Second, the individual Christian is responsible for cultivating her own mental life. For all of the hours lost in this generation to pot, porn, and video games, we owe the Maker of Life repentance. Teen-agers didn’t invent the vices they consume; we’ve handed those down to them. We live in the information age, and all one need do is pick a topic of interest or a person worth emulating and pursue it with curiosity. If books aren’t your favored vehicle for learning, listen to podcasts, watch debates, or work through online classes, all for free.

Third, let kids ask questions.
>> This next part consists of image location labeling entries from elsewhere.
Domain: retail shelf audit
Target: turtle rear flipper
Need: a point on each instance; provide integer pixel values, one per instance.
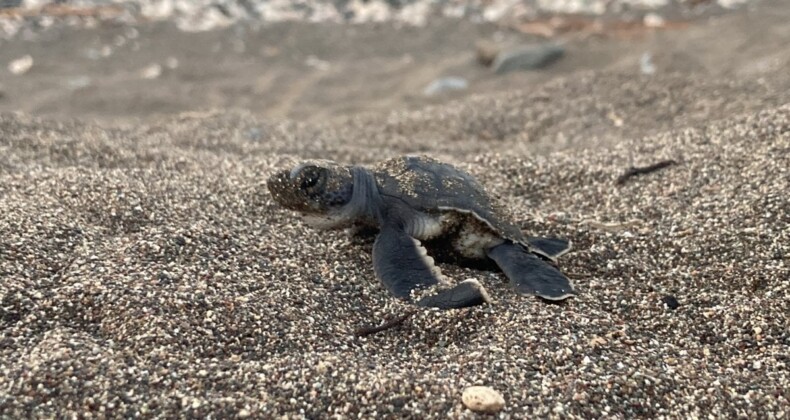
(529, 274)
(464, 294)
(550, 247)
(402, 265)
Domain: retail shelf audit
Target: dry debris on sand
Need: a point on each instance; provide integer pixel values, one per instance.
(148, 271)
I had horrible religious influences in my childhood who told me, wrongly, “Sometimes you need to stop doubting and just believe.” Ceasing questions to believe doesn’t lead you to Jesus. Ceasing the pursuit of truth doesn’t lead you to the one who said, “I am the truth.” And churches need to be places that are known for encouraging the intellectual curiosity of children.

Fourth, keep the Sabbath. The loss of this discipline has wrought destruction in Western civilization that is devastating while it is undocumented. A day of peace and reflection was not too much for the creator of the universe, I’m not sure how it’s too much for us. Keeping the Sabbath is the way to acknowledge that God can do more in six days than we can do in seven. So take a day to be at peace, reflect, think, and pray. Whatever the link between neurons and the soul, both of them are nourished by the Sabbath.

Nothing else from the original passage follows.